KEYBOARD
Description
In order to input recipes to the Digital Cookbook a PS/2 keybaord interface is used. All
standard ASCII characters are supported. Additional keys such as the function keys or the
numeric keypad present on some keyboards are not supported since text input is the primary
function.
Circuit
Power (+5V) and ground are supplied to the keyboard from the circuit board. The keyboard
clock is connected to pin 2 of PortD, which is also External Interrupt 0. The keyboard
data line is connected to pin 3 of PortD. A PS/2 connecter is used so that a keyboard
can easily be connected or disconnected at any time.
The pinout of a PS/2 connector looks like this:
(The || in the diagram is meant to indicate the notch which forces correct alignment of the
connectors).
Driver
-> This keyboard driver was adapted from that given in the AVR 313 application note.<-
The keyboard driver makes use of external interrupt 0. Therefore global interrupts must be
enabled and the global interrupt mask register GIMSK must be appropriatly set. Pins
2 and 3 of PortD are also configured as inputs.
Once a key is pressed the keyboard sends out its clock signal. This triggers the external
interupt. The interrupt subroutine (actually found in cookbook.c) calls the GetKey()
function. It should be noted that static and global variables are used in this function
so that the values stay constant across mulitple calls.
The data sent by the keyboard is called a scancode. The scancode is padded with a start bit,
a stop bit, and a parity bit, all of which are ignored. The remaining eight bits are read
on the falling edges of the clock (data is transmitted serially). The scancode variable is
shifted right one position with every falling edge. If the data on that edge is a 1 then the
new MSB of the scancode is set to a 1 as well. Otherwise it is left as the 0 resulting from
the shift. In this way 1's are explicitly stored while 0's are implicity stored by the shift
operation. After 11 (8 data bits + 3 overhead bits) rising edges of the clock the
transmission of the scancode is complete.
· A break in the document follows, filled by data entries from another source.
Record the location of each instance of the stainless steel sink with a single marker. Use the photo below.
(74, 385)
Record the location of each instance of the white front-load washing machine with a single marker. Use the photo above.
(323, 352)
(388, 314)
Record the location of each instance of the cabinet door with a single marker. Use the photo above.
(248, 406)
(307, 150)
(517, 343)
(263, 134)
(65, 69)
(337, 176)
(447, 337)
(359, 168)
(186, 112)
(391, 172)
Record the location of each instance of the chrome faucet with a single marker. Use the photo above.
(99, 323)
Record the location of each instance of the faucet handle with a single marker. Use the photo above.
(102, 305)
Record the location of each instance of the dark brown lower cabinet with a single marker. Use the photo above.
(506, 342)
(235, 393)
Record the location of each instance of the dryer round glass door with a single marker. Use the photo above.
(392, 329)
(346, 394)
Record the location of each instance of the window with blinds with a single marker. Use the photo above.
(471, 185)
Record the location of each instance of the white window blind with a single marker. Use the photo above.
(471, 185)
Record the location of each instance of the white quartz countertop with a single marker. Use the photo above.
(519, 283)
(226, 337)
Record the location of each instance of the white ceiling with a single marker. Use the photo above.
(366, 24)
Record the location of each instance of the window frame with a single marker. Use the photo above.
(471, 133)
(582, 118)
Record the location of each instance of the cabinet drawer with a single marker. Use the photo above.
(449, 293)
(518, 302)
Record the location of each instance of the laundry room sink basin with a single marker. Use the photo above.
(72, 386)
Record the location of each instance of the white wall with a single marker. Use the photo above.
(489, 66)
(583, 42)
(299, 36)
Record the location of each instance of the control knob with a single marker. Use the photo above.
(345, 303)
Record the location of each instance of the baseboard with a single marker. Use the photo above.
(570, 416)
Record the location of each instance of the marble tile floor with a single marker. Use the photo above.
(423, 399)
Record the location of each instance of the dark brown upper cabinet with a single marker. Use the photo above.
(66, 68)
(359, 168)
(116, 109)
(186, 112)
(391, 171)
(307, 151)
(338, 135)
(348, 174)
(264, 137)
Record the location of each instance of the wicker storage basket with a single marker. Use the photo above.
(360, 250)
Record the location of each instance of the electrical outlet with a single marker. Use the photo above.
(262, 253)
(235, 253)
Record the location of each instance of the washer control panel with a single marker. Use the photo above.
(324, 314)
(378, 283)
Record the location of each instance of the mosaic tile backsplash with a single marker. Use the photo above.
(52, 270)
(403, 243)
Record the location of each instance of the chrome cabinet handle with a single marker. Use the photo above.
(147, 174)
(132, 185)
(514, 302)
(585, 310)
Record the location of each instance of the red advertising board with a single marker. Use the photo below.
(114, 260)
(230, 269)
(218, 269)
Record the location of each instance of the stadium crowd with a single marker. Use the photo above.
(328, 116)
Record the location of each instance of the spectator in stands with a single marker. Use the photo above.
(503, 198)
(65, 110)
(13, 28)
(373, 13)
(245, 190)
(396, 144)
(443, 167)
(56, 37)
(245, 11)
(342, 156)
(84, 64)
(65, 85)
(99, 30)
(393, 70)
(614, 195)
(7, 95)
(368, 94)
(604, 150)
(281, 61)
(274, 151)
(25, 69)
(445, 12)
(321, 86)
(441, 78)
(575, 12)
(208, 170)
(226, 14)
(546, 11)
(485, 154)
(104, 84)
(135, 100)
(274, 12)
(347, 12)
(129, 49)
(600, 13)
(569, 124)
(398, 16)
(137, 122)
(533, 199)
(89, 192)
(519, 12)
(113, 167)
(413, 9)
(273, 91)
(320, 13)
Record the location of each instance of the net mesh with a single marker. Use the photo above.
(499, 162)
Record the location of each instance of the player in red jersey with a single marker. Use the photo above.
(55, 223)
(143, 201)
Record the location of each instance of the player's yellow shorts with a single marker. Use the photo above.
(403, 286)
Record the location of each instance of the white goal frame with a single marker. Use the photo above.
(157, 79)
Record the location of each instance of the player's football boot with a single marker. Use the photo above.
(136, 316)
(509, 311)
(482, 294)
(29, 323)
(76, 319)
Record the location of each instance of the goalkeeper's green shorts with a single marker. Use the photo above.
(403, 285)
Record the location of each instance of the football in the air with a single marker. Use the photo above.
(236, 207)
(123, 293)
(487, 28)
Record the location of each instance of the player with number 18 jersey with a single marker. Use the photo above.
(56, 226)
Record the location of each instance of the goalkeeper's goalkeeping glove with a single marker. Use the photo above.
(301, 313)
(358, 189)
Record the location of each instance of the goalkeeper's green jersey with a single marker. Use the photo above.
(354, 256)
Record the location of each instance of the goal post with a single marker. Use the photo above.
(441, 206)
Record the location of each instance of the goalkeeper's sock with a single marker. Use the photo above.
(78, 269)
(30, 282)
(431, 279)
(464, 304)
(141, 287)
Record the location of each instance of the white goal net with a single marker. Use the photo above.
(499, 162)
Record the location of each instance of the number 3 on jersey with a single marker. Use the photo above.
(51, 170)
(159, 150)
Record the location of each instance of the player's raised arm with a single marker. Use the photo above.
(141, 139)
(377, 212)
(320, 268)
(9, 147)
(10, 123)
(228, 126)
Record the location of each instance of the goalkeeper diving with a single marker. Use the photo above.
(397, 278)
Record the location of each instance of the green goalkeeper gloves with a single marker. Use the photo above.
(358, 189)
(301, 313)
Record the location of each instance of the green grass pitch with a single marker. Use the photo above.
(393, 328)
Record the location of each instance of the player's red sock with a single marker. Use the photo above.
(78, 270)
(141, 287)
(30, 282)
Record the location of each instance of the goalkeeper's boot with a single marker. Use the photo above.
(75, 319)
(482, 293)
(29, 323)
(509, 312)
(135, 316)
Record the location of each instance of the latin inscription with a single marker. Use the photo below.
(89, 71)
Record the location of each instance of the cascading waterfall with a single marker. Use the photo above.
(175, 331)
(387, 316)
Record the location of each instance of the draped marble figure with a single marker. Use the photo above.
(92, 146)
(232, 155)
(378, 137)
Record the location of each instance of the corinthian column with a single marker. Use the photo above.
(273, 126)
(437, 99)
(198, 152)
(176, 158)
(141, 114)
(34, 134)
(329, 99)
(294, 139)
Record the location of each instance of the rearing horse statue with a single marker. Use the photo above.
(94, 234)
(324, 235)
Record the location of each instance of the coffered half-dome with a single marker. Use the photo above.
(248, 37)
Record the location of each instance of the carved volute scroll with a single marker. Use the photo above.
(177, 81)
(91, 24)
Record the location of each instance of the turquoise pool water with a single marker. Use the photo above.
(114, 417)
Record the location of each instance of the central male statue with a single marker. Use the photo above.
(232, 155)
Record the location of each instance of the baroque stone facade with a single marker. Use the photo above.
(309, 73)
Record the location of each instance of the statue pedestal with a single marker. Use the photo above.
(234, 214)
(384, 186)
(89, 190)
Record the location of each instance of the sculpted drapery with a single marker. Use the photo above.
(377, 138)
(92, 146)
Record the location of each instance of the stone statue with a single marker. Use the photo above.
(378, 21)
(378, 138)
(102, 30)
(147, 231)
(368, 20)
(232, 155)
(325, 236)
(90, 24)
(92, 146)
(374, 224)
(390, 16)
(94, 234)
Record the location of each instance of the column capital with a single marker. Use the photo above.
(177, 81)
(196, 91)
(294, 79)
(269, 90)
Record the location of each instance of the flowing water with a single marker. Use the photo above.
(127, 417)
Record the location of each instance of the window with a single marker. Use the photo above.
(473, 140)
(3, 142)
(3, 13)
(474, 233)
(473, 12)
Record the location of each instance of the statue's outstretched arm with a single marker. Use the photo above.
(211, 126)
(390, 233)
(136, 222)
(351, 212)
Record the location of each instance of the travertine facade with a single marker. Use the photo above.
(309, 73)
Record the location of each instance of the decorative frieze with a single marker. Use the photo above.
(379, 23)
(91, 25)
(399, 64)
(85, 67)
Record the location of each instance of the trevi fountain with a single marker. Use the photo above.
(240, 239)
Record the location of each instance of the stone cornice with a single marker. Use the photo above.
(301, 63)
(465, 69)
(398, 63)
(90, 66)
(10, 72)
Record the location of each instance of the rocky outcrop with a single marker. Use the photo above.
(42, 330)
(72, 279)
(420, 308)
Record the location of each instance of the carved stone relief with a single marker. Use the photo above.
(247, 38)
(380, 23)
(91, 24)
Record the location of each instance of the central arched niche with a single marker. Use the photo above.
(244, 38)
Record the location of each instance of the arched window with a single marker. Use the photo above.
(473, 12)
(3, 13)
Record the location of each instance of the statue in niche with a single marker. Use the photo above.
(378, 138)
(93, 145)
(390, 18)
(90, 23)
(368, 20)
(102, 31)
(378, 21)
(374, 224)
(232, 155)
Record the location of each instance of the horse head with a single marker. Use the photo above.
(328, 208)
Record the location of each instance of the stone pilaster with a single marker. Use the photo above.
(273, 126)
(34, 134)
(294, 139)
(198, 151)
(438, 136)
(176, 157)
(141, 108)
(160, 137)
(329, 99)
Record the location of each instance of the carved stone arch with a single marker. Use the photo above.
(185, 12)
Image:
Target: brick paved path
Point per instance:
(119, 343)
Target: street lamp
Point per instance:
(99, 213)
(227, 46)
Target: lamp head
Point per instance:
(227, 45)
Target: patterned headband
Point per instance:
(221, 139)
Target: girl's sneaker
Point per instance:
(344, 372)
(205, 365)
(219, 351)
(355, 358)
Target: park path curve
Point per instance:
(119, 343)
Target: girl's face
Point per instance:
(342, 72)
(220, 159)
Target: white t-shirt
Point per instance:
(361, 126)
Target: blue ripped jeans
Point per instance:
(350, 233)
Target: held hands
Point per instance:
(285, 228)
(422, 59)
Shifted and unshifted keys have the same scancodes so once a shift is detected this is
remembered for the next key press. However, to prevent a shift from acting as a caps lock
the shift is also cleared after the next key press.
Scancodes by themselves are not very useful becuase they are not the same as ASCII.
Therefore a table is used to convert scancodes to ASCII values*. The conversion table has
three columns, one for scancodes, one for shifted ASCII, and one for unshifted ASCII. The
table is stored in program memory instead of RAM because it is so large and conveniently
read only. Variables can be stored in program memory by preceding their declarations with
"__attribute__ ((progmem))". The data can later be retrieved by passing the variable's
address to the PRG_RDB macro included in pgmspace.h.
A keyboard timeout is also used. When a key is pressed the data is usually sent multiple
times. I don't know if this is similar to button bounce or if keyboards are simply made to
send out scancodes for as long as a key is pressed (leaving the controller to determine if
extra transmissions should be rejected). The keyboard timeout is a simple delay that will
register only one scancode for each keypress (unless the key is held down excessively long
in which case the user must want to repeat the character several times). However the keyboard
timeout is still short enough to allow a good rate of typing (at least in my opinion).
Once the key press is decoded and an ASCII value is obtained it is stored into the screen
buffer and shown on screen. Backspace is a special character and acts as you would expect.
The return key is also special. In MENU mode it has no effect but in EDIT mode it will move
the edit position to the beggining of the next line, just as you would expect.
*As a side note I think some of the scancode conversions given in AVR 313 are incorrect. The
correct conversions are used here and where determined by hooking the keyboard up to the
STK500 and outputting the scancodes to the LED lights.